Researchers have discovered a force-induced carbon–carbon bond rupture that follows three different mechanistic pathways at the same time – a first for mechanochemistry and possibly for organic chemistry, according to the study’s leader Guillaume De Bo from the University of Manchester, UK. Tuning the bond’s polarity influences which mechanism becomes dominant, which could help chemists make self-healing materials or plastics that break down under mechanical strain.

De Bo and his team were studying how ultrasound fractures a polymer with a built-in mechanophore, a molecular unit that breaks upon mechanical activation. The activation liberates a carbene that can catalyse further chemical reactions. ‘However, we failed to observe any catalytic activity,’ De Bo says. ‘This made us wonder that maybe the bonds were breaking in an unexpected fashion.’

First triple mechanism - Fig1

Source: 2020 Springer Nature

When activated by ultrasound, the mechanophore breaks via three different dissociation pathways at the same time. Which mechanism is the dominant one depends on the electronics surrounding the breaking carbon–carbon bond

Covalent bonds can break in three different ways, according to what happens to the electrons in the bond. The electrons can be shared equally between the atoms (forming two radicals), or unequally (forming ions) or they can instantly create new bonds (forming neutral species). The researchers were expecting a concerted bond cleavage between the central imidazolidine and the tetrafluoroaromatic unit, producing a neutral carbene, but instead they observed the ionic products of a heterolytic mechanism. ‘These heterolytic scissions are less frequent in polymer mechanochemistry,’ explains De Bo. Additional experiments showed even more unexpected products – among them small amounts of the carbene and traces of free radicals.

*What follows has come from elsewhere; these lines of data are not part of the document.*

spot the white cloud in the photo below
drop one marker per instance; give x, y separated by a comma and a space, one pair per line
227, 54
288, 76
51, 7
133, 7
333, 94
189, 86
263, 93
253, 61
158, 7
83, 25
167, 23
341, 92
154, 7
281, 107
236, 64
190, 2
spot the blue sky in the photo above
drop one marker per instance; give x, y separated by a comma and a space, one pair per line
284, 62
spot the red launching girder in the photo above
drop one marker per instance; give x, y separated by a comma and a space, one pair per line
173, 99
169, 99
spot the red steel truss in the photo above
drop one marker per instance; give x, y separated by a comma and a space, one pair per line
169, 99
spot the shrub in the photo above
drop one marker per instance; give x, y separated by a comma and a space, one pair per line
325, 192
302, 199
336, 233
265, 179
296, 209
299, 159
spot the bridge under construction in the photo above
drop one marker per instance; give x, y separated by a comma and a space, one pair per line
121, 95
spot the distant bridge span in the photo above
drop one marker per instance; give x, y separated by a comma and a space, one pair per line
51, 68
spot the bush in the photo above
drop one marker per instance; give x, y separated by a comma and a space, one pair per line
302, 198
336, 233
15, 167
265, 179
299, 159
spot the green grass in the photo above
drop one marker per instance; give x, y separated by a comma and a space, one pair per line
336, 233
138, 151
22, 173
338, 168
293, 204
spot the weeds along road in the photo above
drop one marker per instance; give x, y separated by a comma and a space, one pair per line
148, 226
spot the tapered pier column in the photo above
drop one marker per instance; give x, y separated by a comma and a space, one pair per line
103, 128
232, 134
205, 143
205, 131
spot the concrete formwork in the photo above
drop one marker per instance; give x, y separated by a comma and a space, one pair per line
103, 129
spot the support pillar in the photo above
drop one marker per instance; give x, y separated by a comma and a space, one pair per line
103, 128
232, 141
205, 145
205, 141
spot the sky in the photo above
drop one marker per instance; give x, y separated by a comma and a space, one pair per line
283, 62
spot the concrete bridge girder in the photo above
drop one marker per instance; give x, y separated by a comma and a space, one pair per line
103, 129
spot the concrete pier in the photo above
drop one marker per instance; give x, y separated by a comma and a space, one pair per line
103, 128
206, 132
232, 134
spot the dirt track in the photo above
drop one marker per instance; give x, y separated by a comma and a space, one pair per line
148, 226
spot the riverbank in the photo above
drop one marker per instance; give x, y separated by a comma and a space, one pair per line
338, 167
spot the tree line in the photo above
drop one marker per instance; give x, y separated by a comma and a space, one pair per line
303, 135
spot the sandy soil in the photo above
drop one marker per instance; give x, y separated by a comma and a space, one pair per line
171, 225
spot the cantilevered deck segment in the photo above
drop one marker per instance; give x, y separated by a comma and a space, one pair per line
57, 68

‘It is rare to see categorically distinct mechanisms coming out of the same conditions for C–C bond scission,’ says AJ Boydston, an expert in polymer mechanochemistry at the University of Wisconsin-Madison, US. ‘[Such] subtle differences in mechanophore designs are hard to detect in bulk experiments,’ he adds.

‘The analytical work in this report was not necessarily routine,’ Boydston says. Indeed, De Bo’s team carried out deuterium labelling experiments and computational work to identify the different bond cleavage pathways. ‘The computational work sheds light on how to […] develop predictive capabilities for future designs,’ Boydston points out.

The Manchester group also discovered how to tailor the polymer to favour certain mechanisms above others. ‘We just need to change the substituents,’ says De Bo. ‘If you add fluorine atoms, you stabilise the anion and thus the heterolytic pathway, if you remove them you favour the concerted mechanism and the formation of carbenes. The key is controlling the polarity of the carbon–carbon bond.’

Understanding how to control selectivity could allow chemists to customise mechanophores for specific applications. ‘Carbenes could catalyse self-healing reactions, promoting the formation of new bonds and new cross-links in damaged materials,’ explains De Bo. Boydston thinks that mechanism switching might eventually lead to materials that change their properties in response to external stimuli.

Potentially, these reactions could even improve polymer recyclability. ‘Hidden catalysts could accelerate degradation upon mechanical activation,’ suggests De Bo.